For a long time, every response to senseless death and suffering was an appeal to the gorgeous imagery of St. Michael the archangel, and to Galahad and Lancelot and Perceval and the great knights of our literature.

But despite the heroic efforts of poets and hack journalists to interpret the disaster in terms of fair knights laying down their lives for the sacred brotherhood, it became impossible to sustain any such lie, and at the last all England knew (and the Germans and French and Austrians and Americans knew) that the truth was that nobody knew what the hell he was doing or why.
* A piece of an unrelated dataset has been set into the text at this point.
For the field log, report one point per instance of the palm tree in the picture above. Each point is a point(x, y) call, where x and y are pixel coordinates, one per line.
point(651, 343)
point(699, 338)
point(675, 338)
And it was not in any way like a brave cavalry charge on a sunny day with the trumpets blaring and the archangels hovering.

It was ordure and worse, and once this dawned on the great chivalric empires, the world has not been the same since.

If men and women had not come to 1914 with their heads full of fantasies, if they had not miscast themselves as knightly heroes, if they had learned a less exalted and more humble and more truthful vision of themselves, then they might not have rushed with such a head of emotional steam into a world disaster.

No later wars were terrible in the way the Great War was. No later wars were fought by nations infused from border to border with visions of the Grail.

Girouard and I laughed and talked through an afternoon, about the chivalric revival, admiring the occasional beautiful pictures in his lavishly illustrated book, and not quite wanting to laugh at the hilarious ones that were meant to be serious.

So notions of chivalry can be very funny, very dangerous. As, God knows, Cervantes pointed out centuries before the silly airs of would-be knights in the period before World War I.

But you can't help asking if things would have been better then if instead of a dream of chivalry they had had the dream we have: that nothing is worth much, except in terms of what gets a man or a nation "ahead."

It would have been as bad, probably, and there wouldn't even have been the illusion (however brief) that one was a warrior for God.

Like most moderns, I yield to no man in my admiration for Cervantes and his funny parody of the glories of knighthood.

But the other extreme, the notion that we are merely what our drudgery reveals us to be, and that we are nothing but creatures collecting laundry, remembering to fill up the gas tank, and devising ways to stay even with or ahead of inflation--that is no guarantee of peace or honor, either.

A balance must be struck. And no man born of woman is ever sure where the true and right balance lies. How far do we beautify life before the images become an obscene lie. On the other hand, how far do we accept "reality" before we die inside as men, and become some stupid cog in some stupid computer system.

I know as well as we all do that something went wrong in the Great War. I also know it was not entirely dumb to kneel after a long dusty ride on the smelly bus on the clean cold stone of Grenoble. So where does that leave us?

Where men have always been. Ignorant, uncertain, beastly, vicious, noble, filthy and little short of angels. We're supposed to be grateful, I gather, that we even see the tangles and know how tangled they truly are. Nobody but a supersaint or a superimbecile expects, anymore, to ravel the tangles out.

We are no closer than the first cave men at living life on the level we suspect human life might be lived. We may be able to boast--big deal--we fool ourselves deliberately a little less than our fathers did.